The council was set up in 2013 and its report was made public only in September.
The finance ministry had requested various financial regulators, including the Reserve Bank of India (RBI) and Securities and Exchange Board of India, to examine the report.
"The regulators are coming back to the finance ministry with suggestions on which recommendations can or should be implemented. The suggestions on which there is agreement among all stakeholders could be part of the Budget," said another official.
Regarding STT and stamp duty, the report had said that since the two levies add to transaction costs in equity derivatives, "STT should be removed. Stamp duty should not be applicable to cash-settled products such as index derivatives, as there is no delivery of the underling (product) taking place."

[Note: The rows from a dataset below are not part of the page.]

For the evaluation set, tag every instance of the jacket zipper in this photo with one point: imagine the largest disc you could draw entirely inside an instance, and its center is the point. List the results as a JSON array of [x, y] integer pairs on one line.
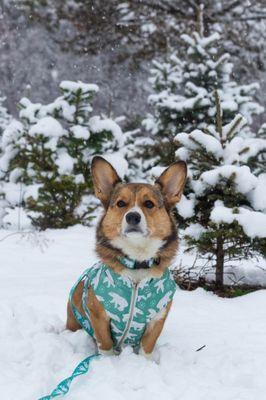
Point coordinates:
[[131, 312]]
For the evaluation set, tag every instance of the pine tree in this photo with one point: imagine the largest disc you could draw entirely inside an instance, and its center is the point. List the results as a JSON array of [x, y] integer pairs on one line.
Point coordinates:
[[183, 93], [223, 213], [49, 153], [5, 117]]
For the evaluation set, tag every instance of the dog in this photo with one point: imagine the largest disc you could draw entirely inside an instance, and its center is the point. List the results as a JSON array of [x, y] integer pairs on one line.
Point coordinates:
[[125, 297]]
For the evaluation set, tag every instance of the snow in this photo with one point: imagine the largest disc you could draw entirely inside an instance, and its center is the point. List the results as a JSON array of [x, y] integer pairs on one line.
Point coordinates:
[[258, 195], [36, 352], [245, 181], [65, 163], [71, 86], [118, 162], [209, 143], [185, 207], [80, 132], [252, 222], [47, 126], [98, 125]]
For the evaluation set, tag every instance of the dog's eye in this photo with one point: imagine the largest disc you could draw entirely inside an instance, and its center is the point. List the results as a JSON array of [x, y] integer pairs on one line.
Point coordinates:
[[121, 203], [148, 204]]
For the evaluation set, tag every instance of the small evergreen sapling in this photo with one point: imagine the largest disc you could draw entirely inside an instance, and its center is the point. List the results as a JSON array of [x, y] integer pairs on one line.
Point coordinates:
[[224, 211], [49, 153], [183, 95], [5, 117]]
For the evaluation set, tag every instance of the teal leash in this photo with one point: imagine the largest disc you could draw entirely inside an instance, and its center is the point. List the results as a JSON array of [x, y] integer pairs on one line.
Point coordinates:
[[63, 387]]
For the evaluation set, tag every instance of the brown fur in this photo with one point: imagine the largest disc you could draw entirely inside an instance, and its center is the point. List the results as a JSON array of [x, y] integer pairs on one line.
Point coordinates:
[[109, 189]]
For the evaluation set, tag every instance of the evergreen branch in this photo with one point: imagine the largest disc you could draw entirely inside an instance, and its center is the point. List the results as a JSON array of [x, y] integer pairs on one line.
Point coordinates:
[[233, 128], [219, 125]]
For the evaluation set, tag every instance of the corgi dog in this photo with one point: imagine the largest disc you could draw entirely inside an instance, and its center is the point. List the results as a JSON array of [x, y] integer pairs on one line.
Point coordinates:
[[136, 226]]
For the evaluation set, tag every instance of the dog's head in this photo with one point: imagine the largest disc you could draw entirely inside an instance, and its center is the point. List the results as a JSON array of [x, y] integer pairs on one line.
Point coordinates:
[[137, 219]]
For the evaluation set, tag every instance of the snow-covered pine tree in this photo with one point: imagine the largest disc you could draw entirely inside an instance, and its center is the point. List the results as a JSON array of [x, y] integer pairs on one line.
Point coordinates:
[[183, 94], [224, 211], [49, 152], [5, 117]]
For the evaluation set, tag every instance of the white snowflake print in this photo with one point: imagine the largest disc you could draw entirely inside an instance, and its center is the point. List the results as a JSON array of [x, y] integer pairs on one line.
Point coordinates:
[[119, 302]]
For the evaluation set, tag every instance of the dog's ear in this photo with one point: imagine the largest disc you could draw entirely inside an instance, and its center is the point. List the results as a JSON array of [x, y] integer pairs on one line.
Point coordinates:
[[104, 178], [172, 182]]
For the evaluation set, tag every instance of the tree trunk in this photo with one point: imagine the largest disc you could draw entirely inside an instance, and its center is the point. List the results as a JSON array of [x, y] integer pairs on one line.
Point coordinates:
[[219, 271]]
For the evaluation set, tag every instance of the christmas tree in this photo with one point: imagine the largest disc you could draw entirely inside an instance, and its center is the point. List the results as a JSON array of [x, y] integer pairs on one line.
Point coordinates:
[[48, 153], [5, 117], [183, 94], [223, 212]]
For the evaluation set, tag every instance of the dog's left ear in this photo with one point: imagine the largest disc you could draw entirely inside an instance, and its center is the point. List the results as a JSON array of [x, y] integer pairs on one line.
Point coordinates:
[[104, 178], [172, 182]]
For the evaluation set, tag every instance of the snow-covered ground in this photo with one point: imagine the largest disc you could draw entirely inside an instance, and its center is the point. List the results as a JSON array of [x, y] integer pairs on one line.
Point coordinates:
[[36, 273]]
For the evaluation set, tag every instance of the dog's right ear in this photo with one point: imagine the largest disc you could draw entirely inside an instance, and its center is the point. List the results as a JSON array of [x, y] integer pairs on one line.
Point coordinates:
[[104, 178]]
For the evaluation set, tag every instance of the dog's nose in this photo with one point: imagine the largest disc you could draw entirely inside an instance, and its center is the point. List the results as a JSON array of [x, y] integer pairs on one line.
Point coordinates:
[[133, 218]]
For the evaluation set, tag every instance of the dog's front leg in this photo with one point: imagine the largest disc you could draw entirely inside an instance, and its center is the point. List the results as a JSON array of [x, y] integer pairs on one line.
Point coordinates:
[[101, 324], [153, 331]]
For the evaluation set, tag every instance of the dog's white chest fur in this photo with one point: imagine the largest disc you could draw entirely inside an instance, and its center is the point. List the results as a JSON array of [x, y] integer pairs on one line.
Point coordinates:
[[138, 247]]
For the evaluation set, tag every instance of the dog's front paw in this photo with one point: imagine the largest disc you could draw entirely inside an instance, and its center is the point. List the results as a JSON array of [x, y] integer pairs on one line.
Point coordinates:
[[107, 352]]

STT, announced by then finance minister P Chidambaram in the first Budget of the earlier government, is now levied on all sale transactions on futures and options.
It is 0.01 per cent of the traded price of futures and 0.017 per cent on options premiums.
A 0.125 per cent STT is payable on the settlement price by the buyer of an option that is exercised. If STT is paid, there is no long-term capital gains tax. But, if it is not paid, the latter is levied at 10 per cent.
The panel's report had divided its recommendations into three categories - short, medium and long-term - based on the nature of the reforms and the time that may be required to implement them.
Longer term measures included internationalising the rupee.
Internationalisation refers to a state where exporters from other countries agree to take payment in rupees and where the currency risks in international borrowings are borne by lenders rather than borrowers in India.
According to RBI, countries that can borrow in their own currency are less susceptible to international crises. "Consider a time-bound plan for internationalisation of the rupee, in line with the plans of the Chinese government for internationalisation of the renminbi," the report had stated.